Look, it's nothing personal. Yes, everyone knows you can re- create extinct species, but it's not big, and it's not clever. Just because you can do something doesn't mean you should. Like the slug farm; "The french will never notice, we can add plastic shells". Well, they did notice.
 — 8th of 7, May 08 2011

Great Auks extinct?? Have they tried looking on one of my Hebrides? Anyway, they taste like chewy fish. "Great" my arse.
 — MaxwellBuchanan, May 08 2011

 They've looked everywhere. And that business you tried with the painted puffins didn't fool anyone except Bill Oddie.

And if they taste vile, why do you hunt them so relentlessly ? Pandas, yes, panda with cashew nuts, sweet and sour panda, ery tasty. Nothing wrong with Chinese food.
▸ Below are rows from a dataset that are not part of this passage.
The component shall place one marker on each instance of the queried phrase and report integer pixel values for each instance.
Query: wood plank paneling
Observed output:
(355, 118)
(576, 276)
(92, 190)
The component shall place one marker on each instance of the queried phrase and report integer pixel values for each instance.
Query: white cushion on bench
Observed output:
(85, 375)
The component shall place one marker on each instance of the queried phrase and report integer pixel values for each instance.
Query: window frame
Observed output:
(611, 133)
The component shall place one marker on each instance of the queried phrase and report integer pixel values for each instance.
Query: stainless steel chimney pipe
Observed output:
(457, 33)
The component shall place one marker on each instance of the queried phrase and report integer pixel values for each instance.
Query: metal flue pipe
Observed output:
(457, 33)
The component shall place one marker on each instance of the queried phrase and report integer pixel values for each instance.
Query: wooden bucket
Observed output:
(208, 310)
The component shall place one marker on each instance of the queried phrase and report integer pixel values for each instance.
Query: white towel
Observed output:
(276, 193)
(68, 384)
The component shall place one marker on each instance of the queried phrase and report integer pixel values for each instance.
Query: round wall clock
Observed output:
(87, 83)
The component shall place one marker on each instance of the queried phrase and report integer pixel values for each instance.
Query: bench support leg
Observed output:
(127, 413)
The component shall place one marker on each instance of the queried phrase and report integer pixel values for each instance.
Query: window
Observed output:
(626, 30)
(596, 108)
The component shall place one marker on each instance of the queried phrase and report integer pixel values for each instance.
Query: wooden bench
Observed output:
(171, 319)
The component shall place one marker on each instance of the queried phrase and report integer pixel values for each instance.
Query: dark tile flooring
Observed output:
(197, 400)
What have Auks ever done to you ?
 — 8th of 7, May 08 2011

 The guards would have said if they'd been.

And we don't hunt them relentlessly. We just try to keep them under control in the areas where the passenger pigeons roost.
 — MaxwellBuchanan, May 08 2011

[MB], please sit down and prepare yourself for some bad news …
 — 8th of 7, May 09 2011

I know this isn't what you mean and i very much admire the relatively low-tech approach, but it occurs to me that a PostScript program could manage this quite admirably on a transparency.
 — nineteenthly, May 09 2011

 // irregular //



 Sp. 'chaotic'

</pedantry>
 — 8th of 7, May 09 2011

 //But, but, thats exactly what it does show. Especially for your primes example.//

 But, but no. At least not if I'm looking at the right link the right way. To take your two-dimensional example, if I understand your point, it puts the integers into a 2D grid (like consecutive lines of numbers, bookwise), and the prime numbers tend to lie on diagonal lines. In other words, it takes the apparently chaotic (yes, OK, 8th) pattern of the primes, and brings out some level of order (the neat diagonal stripes).

 It's pretty, but it's the opposite of what I want: from order (a series of striped patterns, each very regular, each one a little more widely spaced than the last in a predictable way), we generate chaos (the unpredictable pattern of the primes).

 The same applies to your spiral link.

 Unless I've missed something.

 [[8th], I always take my bad news standing up. It's difficult reloading in a seated position.]

[[Nineteenthly] yes, graphical software could do it. But somehow I like the tangibility of OHPs; the fact that each one is regular, yet together they give an irregular pattern, and there's no suspicion of any electronic trickery.]
 — MaxwellBuchanan, May 09 2011

I misread the idea text as implying that 2000 acetates would be piled atop one another as part of this performance and began to wonder where you might find a drummer with sufficient endurance to perform the necessary constant drum roll.
 — calum, May 11 2011

No, not 2000. To reveal the primes up to 2000, you'd need about sqrt-2000 (something like 45) acetates.
 — MaxwellBuchanan, May 11 2011

I must be missing something:,after 2, wouldn't you need all the odd filters up to just under a half of 1000? Edit: half of 2000 - slip of the thumb
 — Ling, May 11 2011

No, because if N is composite, then at least one of its prime factors is less than sqrt(N). So if you've established that N has no divisors less than sqrt(N), it must be prime.
 — Wrongfellow, May 11 2011

Ah, there you are. I was right. I was missing something...
 — Ling, May 11 2011

If you wanted to be efficient, you could miss out all the composite Ns. However, I want to include them (so, lines spaced at 2, 3, 4, 5, 6...even though 4 and 6 are redundant). Otherwise it looks like some sort of jiggery-pokery is going on.